Em relação a Salles, a PGR afirmou ao Supremo que Cármen deveria conduzir as investigações porque, em abril, ela foi sorteada relatora de duas ações que envolvem acusações sobre a relação do ex-ministro com madeireiros.

Uma delas é a notícia-crime apresentada pelo delegado Alexandre Saraiva, que era superintendente da Polícia Federal no Amazonas e pediu ao Supremo que Salles fosse investigado por atrapalhar medidas de fiscalização e patrocinar interesses privados.

Moraes, por sua vez, era o relator do pedido feito por senadores para que o ex-ministro fosse investigado por ter afirmado em reunião ministerial em abril de 2020 que o governo deveria aproveitar que o foco do noticiário estava na pandemia da Covid-19 para “ir passando a boiada” em normas ambientais.

O ministro arquivou a petição dos parlamentares. Mesmo com o caso arquivado, a Polícia Federal requereu ao magistrado neste processo para que autorizasse a deflagração de uma operação contra Salles e outros integrantes do Ministério do Meio Ambiente. Ele desarquivou o processo e autorizou a ação policial.

Para a PGR, contudo, Cármen deveria ter sido a responsável por esse pedido da corporação por tratar de crimes praticados por madeireiros, o que teria mais relação com os processos da ministra do que com os de Moraes, que tratava apenas da afirmação de Salles na reunião ministerial.

O ministro, porém, afirmou que a solicitação da Procuradoria era “suis generis” e se negou a deixar o caso nas mãos da colega.

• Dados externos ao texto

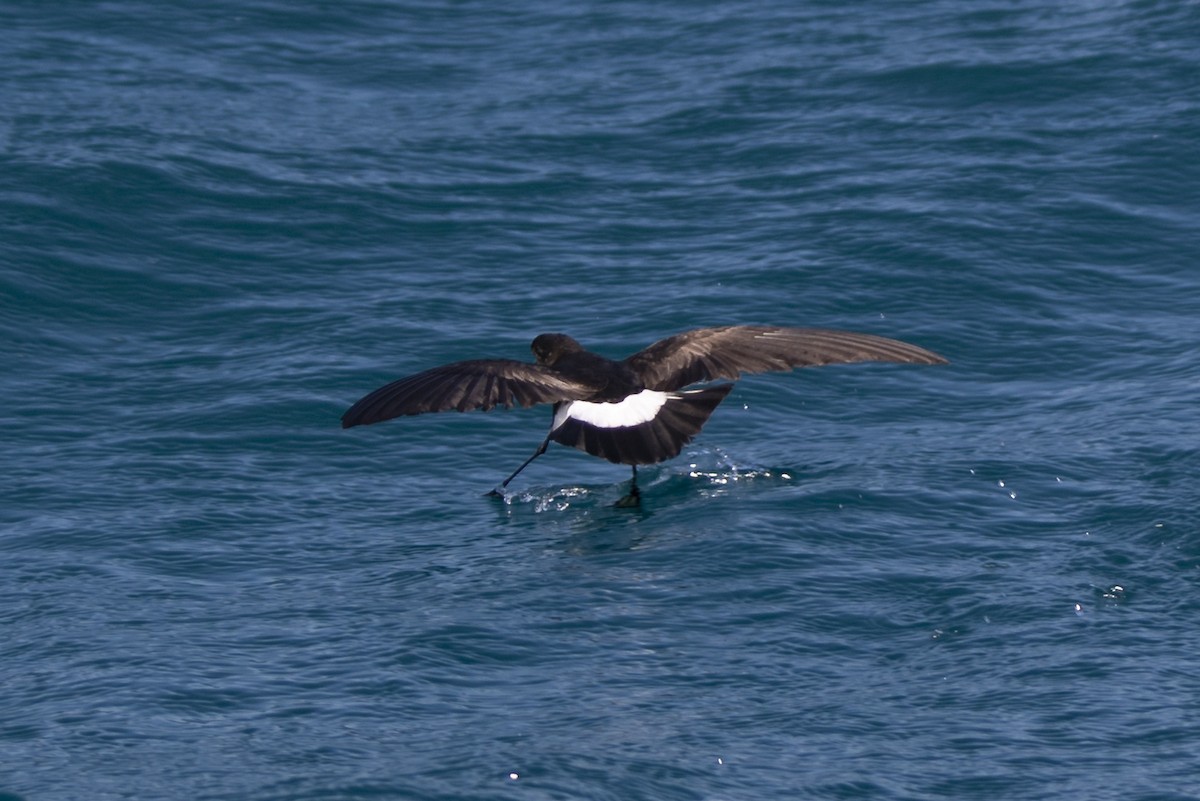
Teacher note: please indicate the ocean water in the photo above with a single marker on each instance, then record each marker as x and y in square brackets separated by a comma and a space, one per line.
[222, 223]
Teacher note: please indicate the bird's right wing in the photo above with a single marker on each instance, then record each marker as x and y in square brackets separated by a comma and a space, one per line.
[478, 384]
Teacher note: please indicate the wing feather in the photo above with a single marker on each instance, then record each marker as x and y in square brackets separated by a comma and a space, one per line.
[477, 384]
[729, 351]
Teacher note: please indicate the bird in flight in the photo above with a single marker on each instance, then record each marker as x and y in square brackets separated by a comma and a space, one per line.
[637, 410]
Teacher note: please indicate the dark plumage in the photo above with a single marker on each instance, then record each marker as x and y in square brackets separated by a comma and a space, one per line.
[631, 411]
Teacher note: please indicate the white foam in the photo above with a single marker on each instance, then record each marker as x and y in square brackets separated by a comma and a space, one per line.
[635, 409]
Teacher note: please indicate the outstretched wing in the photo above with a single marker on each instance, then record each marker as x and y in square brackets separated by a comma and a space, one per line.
[729, 351]
[479, 384]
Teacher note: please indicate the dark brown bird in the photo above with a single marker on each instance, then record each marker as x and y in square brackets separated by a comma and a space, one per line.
[631, 411]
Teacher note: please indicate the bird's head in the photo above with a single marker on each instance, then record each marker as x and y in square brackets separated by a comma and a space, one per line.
[549, 348]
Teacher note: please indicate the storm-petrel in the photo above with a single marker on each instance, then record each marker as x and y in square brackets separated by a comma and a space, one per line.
[631, 411]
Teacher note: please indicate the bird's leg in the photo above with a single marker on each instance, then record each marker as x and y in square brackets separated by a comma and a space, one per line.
[504, 483]
[635, 497]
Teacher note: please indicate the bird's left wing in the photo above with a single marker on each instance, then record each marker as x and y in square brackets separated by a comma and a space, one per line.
[478, 384]
[729, 351]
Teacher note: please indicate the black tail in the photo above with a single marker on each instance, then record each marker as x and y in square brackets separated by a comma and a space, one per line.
[679, 420]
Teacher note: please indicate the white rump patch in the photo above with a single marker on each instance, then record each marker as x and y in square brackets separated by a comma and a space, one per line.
[635, 409]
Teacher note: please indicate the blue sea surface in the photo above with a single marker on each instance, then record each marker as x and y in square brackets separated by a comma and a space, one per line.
[222, 223]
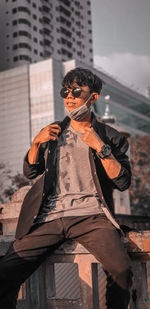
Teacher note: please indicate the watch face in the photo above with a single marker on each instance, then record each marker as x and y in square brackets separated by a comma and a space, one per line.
[106, 150]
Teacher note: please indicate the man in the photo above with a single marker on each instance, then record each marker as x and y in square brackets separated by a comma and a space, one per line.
[80, 160]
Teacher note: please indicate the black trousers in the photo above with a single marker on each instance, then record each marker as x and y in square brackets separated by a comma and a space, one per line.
[95, 233]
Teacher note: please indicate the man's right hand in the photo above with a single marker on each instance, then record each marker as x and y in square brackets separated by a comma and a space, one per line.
[50, 132]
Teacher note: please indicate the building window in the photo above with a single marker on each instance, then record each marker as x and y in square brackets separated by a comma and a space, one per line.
[14, 22]
[15, 58]
[15, 34]
[15, 46]
[25, 33]
[25, 45]
[24, 9]
[24, 57]
[66, 32]
[14, 11]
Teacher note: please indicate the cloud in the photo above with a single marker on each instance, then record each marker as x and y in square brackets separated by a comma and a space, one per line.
[127, 68]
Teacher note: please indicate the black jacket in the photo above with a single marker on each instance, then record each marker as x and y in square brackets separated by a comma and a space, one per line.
[46, 166]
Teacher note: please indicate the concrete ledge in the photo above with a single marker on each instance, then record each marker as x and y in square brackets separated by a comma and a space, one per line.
[137, 244]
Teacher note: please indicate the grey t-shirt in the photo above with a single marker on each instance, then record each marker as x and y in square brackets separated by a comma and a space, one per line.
[75, 193]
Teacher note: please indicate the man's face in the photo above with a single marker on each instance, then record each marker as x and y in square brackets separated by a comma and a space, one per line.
[71, 102]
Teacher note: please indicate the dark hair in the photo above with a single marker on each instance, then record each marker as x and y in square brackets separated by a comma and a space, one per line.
[83, 77]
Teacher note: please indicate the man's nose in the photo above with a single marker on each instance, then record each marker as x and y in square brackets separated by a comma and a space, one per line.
[70, 95]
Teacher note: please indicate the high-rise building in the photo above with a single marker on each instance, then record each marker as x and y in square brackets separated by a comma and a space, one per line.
[33, 30]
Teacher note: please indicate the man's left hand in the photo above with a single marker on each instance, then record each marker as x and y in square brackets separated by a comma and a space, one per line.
[91, 138]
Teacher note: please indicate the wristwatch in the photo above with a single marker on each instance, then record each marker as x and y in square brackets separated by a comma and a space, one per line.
[105, 152]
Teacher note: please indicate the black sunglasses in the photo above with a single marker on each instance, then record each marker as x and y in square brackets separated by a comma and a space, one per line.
[76, 92]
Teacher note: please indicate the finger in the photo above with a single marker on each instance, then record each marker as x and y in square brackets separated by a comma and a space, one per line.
[55, 126]
[53, 134]
[54, 130]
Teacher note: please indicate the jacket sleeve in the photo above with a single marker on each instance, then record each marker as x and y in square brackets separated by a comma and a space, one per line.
[31, 171]
[119, 145]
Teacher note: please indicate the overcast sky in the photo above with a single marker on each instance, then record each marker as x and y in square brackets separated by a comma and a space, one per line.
[121, 40]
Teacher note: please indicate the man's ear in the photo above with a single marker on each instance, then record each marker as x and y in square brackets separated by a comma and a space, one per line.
[94, 98]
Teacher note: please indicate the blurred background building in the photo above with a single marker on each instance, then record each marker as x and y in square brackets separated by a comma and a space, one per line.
[35, 30]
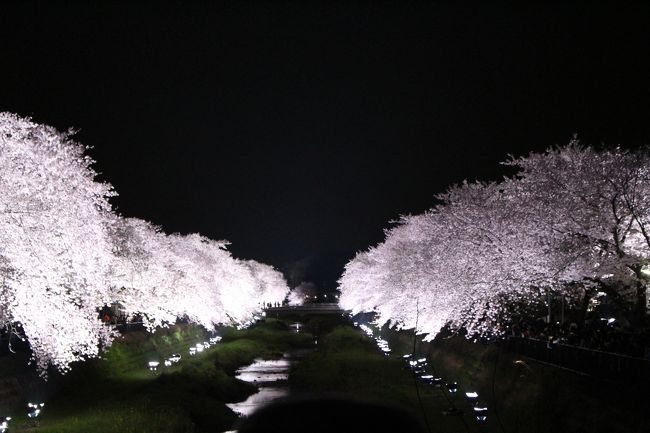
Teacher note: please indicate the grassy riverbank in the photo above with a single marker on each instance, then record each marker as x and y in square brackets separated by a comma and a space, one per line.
[118, 393]
[349, 364]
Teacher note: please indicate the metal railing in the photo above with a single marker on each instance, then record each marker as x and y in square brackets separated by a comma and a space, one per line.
[588, 361]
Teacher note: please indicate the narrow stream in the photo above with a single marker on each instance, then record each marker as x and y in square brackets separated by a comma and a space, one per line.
[270, 376]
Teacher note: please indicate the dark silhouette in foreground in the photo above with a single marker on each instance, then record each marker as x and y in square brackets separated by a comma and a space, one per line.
[330, 414]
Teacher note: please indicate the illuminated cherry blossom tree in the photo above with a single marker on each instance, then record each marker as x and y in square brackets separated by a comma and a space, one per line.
[53, 245]
[64, 255]
[488, 252]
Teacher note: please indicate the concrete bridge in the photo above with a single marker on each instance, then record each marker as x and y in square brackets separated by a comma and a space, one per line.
[319, 309]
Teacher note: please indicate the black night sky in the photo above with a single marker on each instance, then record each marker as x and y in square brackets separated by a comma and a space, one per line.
[298, 130]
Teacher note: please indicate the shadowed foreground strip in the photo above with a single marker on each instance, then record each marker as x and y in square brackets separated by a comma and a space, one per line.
[329, 414]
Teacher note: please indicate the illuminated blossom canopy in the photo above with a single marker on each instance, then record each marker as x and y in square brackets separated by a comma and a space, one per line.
[64, 255]
[573, 217]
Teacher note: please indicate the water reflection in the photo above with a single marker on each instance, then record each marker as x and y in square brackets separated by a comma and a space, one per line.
[271, 378]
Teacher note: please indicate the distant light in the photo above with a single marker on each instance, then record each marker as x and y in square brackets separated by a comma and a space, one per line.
[34, 409]
[481, 413]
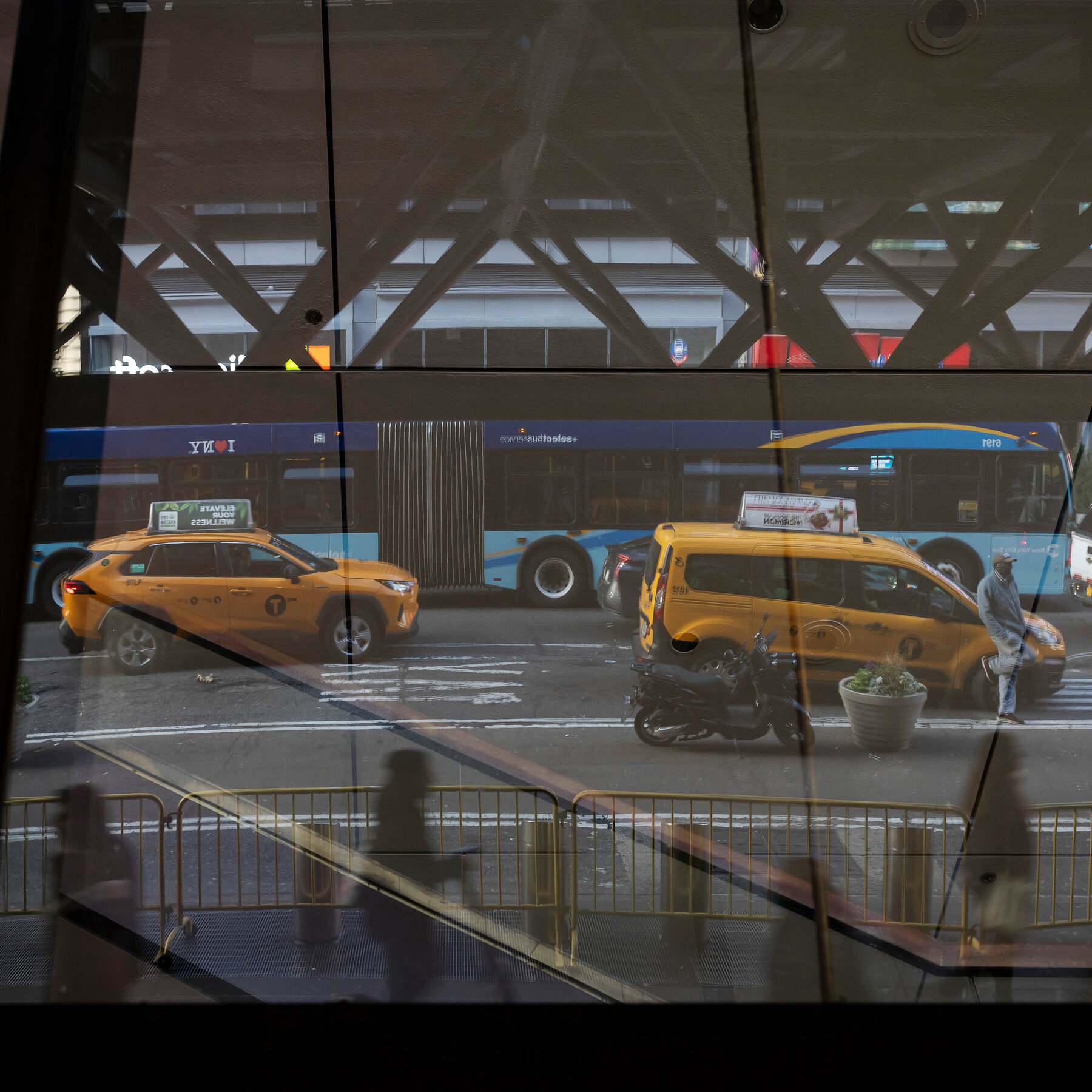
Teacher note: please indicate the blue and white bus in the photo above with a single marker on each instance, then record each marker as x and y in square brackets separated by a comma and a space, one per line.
[533, 505]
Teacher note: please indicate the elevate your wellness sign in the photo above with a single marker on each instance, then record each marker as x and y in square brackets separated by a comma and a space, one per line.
[199, 516]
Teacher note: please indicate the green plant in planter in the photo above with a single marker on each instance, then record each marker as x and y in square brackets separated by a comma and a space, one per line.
[888, 677]
[23, 693]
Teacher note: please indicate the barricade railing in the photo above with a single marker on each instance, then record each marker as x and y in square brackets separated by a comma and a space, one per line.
[1063, 864]
[715, 857]
[273, 848]
[32, 834]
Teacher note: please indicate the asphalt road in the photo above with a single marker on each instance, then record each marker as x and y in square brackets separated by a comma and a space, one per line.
[542, 688]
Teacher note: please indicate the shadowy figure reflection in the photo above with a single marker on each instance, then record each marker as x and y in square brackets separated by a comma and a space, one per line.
[401, 846]
[96, 906]
[999, 861]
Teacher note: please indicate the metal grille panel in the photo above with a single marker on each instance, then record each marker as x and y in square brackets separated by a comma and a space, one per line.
[431, 496]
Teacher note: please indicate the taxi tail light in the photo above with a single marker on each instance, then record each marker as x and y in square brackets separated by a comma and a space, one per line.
[658, 603]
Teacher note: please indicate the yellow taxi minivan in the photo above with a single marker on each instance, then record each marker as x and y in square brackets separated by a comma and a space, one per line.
[203, 569]
[707, 585]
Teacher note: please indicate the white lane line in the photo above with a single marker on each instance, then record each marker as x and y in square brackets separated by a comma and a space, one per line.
[469, 644]
[546, 644]
[841, 722]
[473, 671]
[229, 729]
[42, 660]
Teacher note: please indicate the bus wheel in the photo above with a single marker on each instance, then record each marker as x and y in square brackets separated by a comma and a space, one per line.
[956, 562]
[553, 579]
[50, 587]
[136, 648]
[352, 639]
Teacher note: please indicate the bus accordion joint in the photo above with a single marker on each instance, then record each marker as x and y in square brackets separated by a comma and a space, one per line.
[786, 511]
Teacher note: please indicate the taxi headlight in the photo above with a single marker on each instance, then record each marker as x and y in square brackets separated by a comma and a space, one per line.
[404, 587]
[1044, 636]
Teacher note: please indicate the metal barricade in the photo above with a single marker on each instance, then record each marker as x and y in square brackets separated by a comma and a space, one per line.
[32, 834]
[715, 857]
[1063, 864]
[256, 849]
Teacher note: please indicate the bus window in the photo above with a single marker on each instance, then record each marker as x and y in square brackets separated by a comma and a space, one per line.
[945, 488]
[627, 488]
[713, 486]
[1030, 490]
[110, 493]
[540, 490]
[818, 579]
[311, 491]
[868, 479]
[222, 480]
[42, 502]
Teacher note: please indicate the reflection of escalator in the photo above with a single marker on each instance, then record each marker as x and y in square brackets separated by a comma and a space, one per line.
[431, 500]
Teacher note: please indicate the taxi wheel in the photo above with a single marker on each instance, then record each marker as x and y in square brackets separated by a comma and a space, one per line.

Ele afirmou que os fatos tratados nas ações sob sua alçada são “absolutamente diversos” às questões que estão com Cármen e que eu processo era mais antigo.

Nos bastidores, a magistrada divergiu da posição do colega e defendeu que ela quem deveria ter sido a relatora do pedido da PF, que foi atendido sem prévia manifestação da PGR, como ocorre geralmente.

Menos de duas semanas depois da ação policial autorizada por Moraes, Cármen determinou abertura de inquérito contra o então ministro do Meio Ambiente, mandou recados ao ministro e discorreu sobre a necessidade de a Procuradoria participar das investigações. Segundo a ministra, não cabe ao Supremo interferir na “opinio delicti” —a convicção por parte do Ministério Público de que houve crime.

Cármen Lúcia disse ainda que é atribuição do Supremo controlar a legitimidade e a regularidade de atos e procedimentos de coleta de provas, autorizando ou não diligências.

“As atividades investigativas e o juízo sobre a conveniência, a oportunidade ou a necessidade de diligências para a formação da convicção acusatória são atribuições da Procuradoria-Geral da República, que, como titular da ação penal, é o ‘verdadeiro destinatário das diligências executadas'”, escreveu.